改訂新版 世界大百科事典 の解説
ガルガンチュアとパンタグリュエルの物語 (ガルガンチュアとパンタグリュエルのものがたり)
Gargantua et Pantagruel
フランソア・ラブレーの連作物語。5巻より成る。《第一之書ガルガンチュア》(1534)と《第二之書パンタグリュエル》(1532)は,父子2代の巨人王の誕生から成長期,遍歴修業,超人的武勲という中世伝来の騎士道物語の枠組みを踏襲しながら,その実は人間の尊厳と豊かな可能性,生きる喜びに目覚めたルネサンス人が,旧態依然たる現実の社会・文化との間に巻き起こす軋轢(あつれき)を,喜劇的風刺的筆致で描きつくす。

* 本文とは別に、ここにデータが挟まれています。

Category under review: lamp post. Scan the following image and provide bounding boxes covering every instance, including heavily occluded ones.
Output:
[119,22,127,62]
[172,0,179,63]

《第三之書パンタグリュエル》(1546)は,王者パンタグリュエルの側近で知的道化の趣があるパニュルジュの結婚可否を軸として,巫女,占星学者,詩人,医師,神学者,哲学者,法官などを歴訪し,その意見をたたき多彩かつ博識な議論を交わす,いわば一幕喜劇の連鎖の趣があり,初期2作品に見られる歓喜の爆発や民衆的な哄笑,グロテスクなアクションに代わって近代的知性の自己懐疑・模索のドラマが展開される。《第四之書パンタグリュエル》(1552)と死後出版の《第五之書パンタグリュエル》(1564,偽作の疑いあり)とは,結婚可否の神託を求める長い航海,幻想的寓意的な島めぐりの物語となる。思想対立の深まりと異端追及の激化の渦中に執筆されたこの2作品には,むき出しの自己主張に代わって手のこんだ風刺と寓喩・暗喩が充溢し,作品の陰影を著しく増している。大胆な言葉の実験を含めて,フランス・ルネサンスの春と秋とを表現した大作である。